Two decades ago, the sun played a rather spooky Halloween trick when it unleashed a series of massive solar storms in late October 2003, some of which hit the Earth. With little warning, three massive and very intense sunspot groups emerged on the sun's surface in late October, with the largest measuring over 13 times the size of Earth. Due to their extreme size and complex structure, 17 major solar flares accompanied the sudden increase in sunspots.
A Day for the Record Books
On October 28, the largest of the sunspots ejected an enormous solar flare—one of the largest ever recorded at the time. Magnetic energy and a fast-moving burst of gas called a coronal mass ejection (CME) came from the sun's outer atmosphere, and was quickly followed by a geomagnetic storm, which grew to become the sixth most intense storm in over 70 years. Less than 24 hours later, the sun produced another powerful Earth-directed CME with another extreme geomagnetic storm following quickly on its heels.
While the Earth's atmosphere protects us from the dangerous high-energy particles and radiation that solar flares produce, technological systems around the world and in space experienced the full effects of the flares and subsequent geomagnetic storms. Satellites, GPS, and radio communication experienced problems or outages due to the severe activity.
Tricks and Treats
The storms affected over half of all Earth-orbiting spacecrafts, intermittently disrupting satellite TV and radio services, also while damaging a Japanese scientific satellite beyond repair. The solar activity also sent several deep-space missions into safe mode or complete shutdown, and destroyed the Martian Radiation Environment Experiment aboard NASA's Mars Odyssey orbiter. At the height of the storms, astronauts aboard the International Space Station had to take cover from the high radiation levels, which had only happened twice before in the mission's history.

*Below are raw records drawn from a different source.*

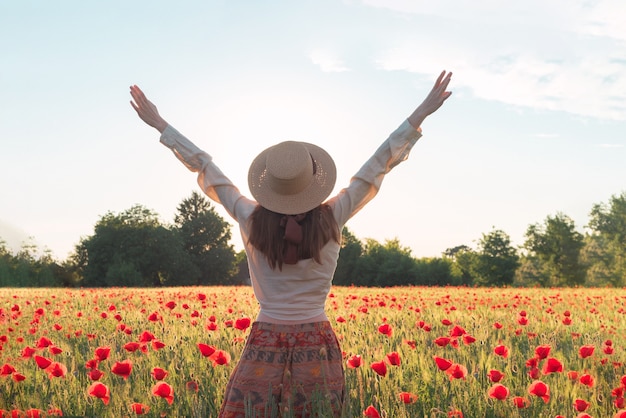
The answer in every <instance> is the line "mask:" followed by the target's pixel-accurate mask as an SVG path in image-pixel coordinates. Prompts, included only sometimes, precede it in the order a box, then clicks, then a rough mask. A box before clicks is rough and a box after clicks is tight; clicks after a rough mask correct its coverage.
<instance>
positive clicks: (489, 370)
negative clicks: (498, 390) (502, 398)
mask: <svg viewBox="0 0 626 418" xmlns="http://www.w3.org/2000/svg"><path fill="white" fill-rule="evenodd" d="M487 377H489V380H491V381H492V382H493V383H498V382H499V381H500V380H502V379H504V373H502V372H501V371H499V370H489V372H488V373H487Z"/></svg>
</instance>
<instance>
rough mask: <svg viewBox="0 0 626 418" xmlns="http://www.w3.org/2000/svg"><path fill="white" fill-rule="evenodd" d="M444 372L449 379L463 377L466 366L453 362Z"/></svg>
mask: <svg viewBox="0 0 626 418" xmlns="http://www.w3.org/2000/svg"><path fill="white" fill-rule="evenodd" d="M446 373H447V374H448V376H449V377H450V380H452V379H465V376H467V368H466V367H465V366H463V365H461V364H456V363H455V364H453V365H452V366H450V368H449V369H448V370H446Z"/></svg>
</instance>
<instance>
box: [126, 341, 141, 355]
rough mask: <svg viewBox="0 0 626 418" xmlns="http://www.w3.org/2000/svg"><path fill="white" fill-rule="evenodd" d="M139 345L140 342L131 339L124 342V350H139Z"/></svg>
mask: <svg viewBox="0 0 626 418" xmlns="http://www.w3.org/2000/svg"><path fill="white" fill-rule="evenodd" d="M140 346H141V344H139V343H137V342H135V341H131V342H129V343H126V344H124V350H126V351H128V352H129V353H132V352H135V351H137V350H139V347H140Z"/></svg>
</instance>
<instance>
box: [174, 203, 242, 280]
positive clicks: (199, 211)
mask: <svg viewBox="0 0 626 418" xmlns="http://www.w3.org/2000/svg"><path fill="white" fill-rule="evenodd" d="M174 221H175V224H176V226H177V228H178V232H179V234H180V237H181V240H182V245H183V249H184V251H185V252H186V253H187V254H188V255H189V256H190V257H191V261H192V263H193V264H194V265H195V266H196V268H197V269H198V270H199V272H200V274H199V276H198V278H197V280H196V283H192V284H198V285H199V284H225V283H228V282H229V279H230V278H231V277H232V276H233V275H234V274H235V273H236V270H237V269H236V267H237V264H236V258H235V251H234V249H233V247H232V245H230V244H229V241H230V239H231V233H230V224H228V222H226V221H225V220H224V219H223V218H222V217H220V216H219V215H218V214H217V212H216V211H215V208H213V207H212V206H211V203H210V202H209V201H208V200H207V199H206V198H205V197H204V196H202V195H200V194H199V193H197V192H195V191H194V192H193V193H192V194H191V196H190V197H189V198H187V199H184V200H183V201H182V202H181V203H180V205H178V213H177V214H176V217H175V220H174Z"/></svg>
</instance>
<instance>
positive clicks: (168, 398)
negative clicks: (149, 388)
mask: <svg viewBox="0 0 626 418" xmlns="http://www.w3.org/2000/svg"><path fill="white" fill-rule="evenodd" d="M152 394H153V395H154V396H159V397H161V398H163V399H165V400H166V401H167V403H168V404H170V405H171V404H172V402H174V390H173V389H172V387H171V386H170V385H168V384H167V383H165V382H158V383H157V384H156V385H154V386H153V387H152Z"/></svg>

The solar storms also led to communication problems for airline flights between North America and Asia flying over the North Pole, hence disrupting operations. Antarctic science groups had a full communications blackout for over five days. The storms also affected GPS systems used for surveying, deep-sea and land drilling, and other airline flights.
Despite the tricks played on our technological systems, the Great Halloween Solar Storms of 2003 also gave us a treat. The extreme and prolonged geomagnetic storms brought widespread middle and even low latitude aurorae with them on October 29 and 30. Aurora sightings occurred from California to Texas to Florida. People in Australia, central Europe, and even as far south as the Mediterranean countries also reported tremendous aurora viewing.